The grind for players who will end up playing overseas before the start of the 2018 WNBA season, during the regular season (and, if they’re lucky, in the playoffs) and then on into world competition is unimaginable and the consequences cannot be known yet, until the 2019 WNBA season. But consequences of the compressed season are already apparent even in these early weeks of the season, including:
Limited time to jell and build chemistry: The compressed season meant a super-short, one-week training camp and an equally short preseason. These circumstances did not allow more time for teams to get on the same page in games that did not count, which is showing up in the regular-season games that do. Teams with a lot of rookies (like the Indiana Fever) or key new-to-the-team players (like the Phoenix Mercury) are experiencing the biggest growing pains this season, with the Fever down 0-5 to start.
Increased number of back-to-back matchups: The Fever’s rocky start began on the second day of a back-to-back. The team played a May 19 preseason game against the Chicago Sky in Indiana and lost (82-64). The next day, the Fever played a regular-season game against the Washington Mystics in DC and lost (82-75). Fitting the same number of games into a fewer weeks on calendar forces these kinds of scenarios and increases the frequency of teams playing across time zones, in a short span of time, in any given week.
The Atlanta Dream kept it close in a game in which Angel McCoughtry returned to form, but it wasn’t enough to stave off the high-flying Dallas Wings. Once again, the dominant scoring of Skylar Diggins-Smith and double-double production of Liz Cambage got it done.
So far in the 2018 WNBA season, Cambage is putting up a double-double per game — handily — with averages of 16.3 points and 11.6 rebounds. Hence, the following moniker is warranted: Ms. Double Feature.
The Indiana Fever kept it interesting, but ultimately came up short against the streaking Connecticut Sun and unstoppable Alyssa Thomas and Rachel Banham.
The Fever are now 0-5 to start the season while the Sun remain undefeated.
Up next in the WNBA:
Previews are forthcoming later today.
Game of the night/play of the night
Most exciting game: Dallas Wings vs. Atlanta Dream
Most exciting play: Ms. Double Feature’s entire Q4 including block party
- A tweet by Shoni Schimmel shows she may not have expected to be waived by the Aces. Or, even if she had been expecting it the news is still tough nonetheless.

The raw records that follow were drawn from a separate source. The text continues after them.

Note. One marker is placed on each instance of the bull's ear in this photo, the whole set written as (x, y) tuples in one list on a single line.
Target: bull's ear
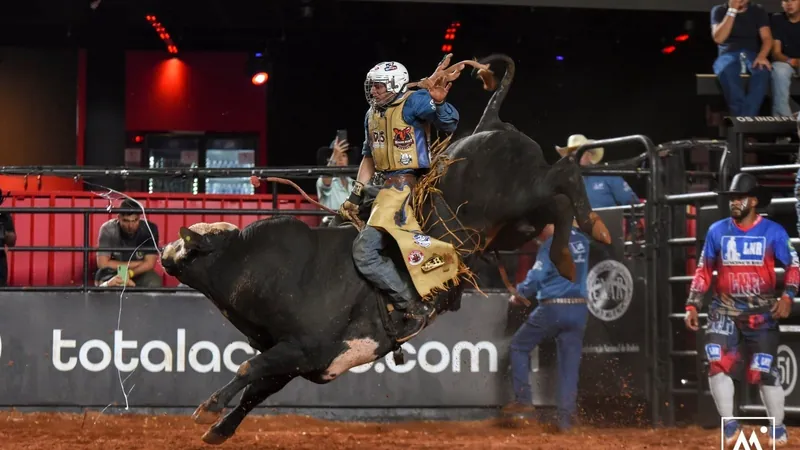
[(193, 240)]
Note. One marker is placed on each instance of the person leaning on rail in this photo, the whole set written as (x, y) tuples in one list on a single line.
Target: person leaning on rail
[(561, 314), (8, 238), (744, 311), (129, 231), (603, 190)]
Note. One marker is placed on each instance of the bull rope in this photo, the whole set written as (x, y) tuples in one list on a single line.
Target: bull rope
[(256, 182)]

- When the words “viral dunker” precede your name, you know you’re hot stuff. Stanford is happy to have you, Fran Belibi!
- ICYMI: “The big girls are taking over,” according to Brittney Griner, and Liz Cambage says the pesky “undersized” power forwards get away with everything. 1-2-3-4: Double Feature declared a C-PF war.
- Erica Ayala examined whether Kia Nurse can crack the starting lineup for New York and whether the Liberty have a chance against the defending champs, Lynx.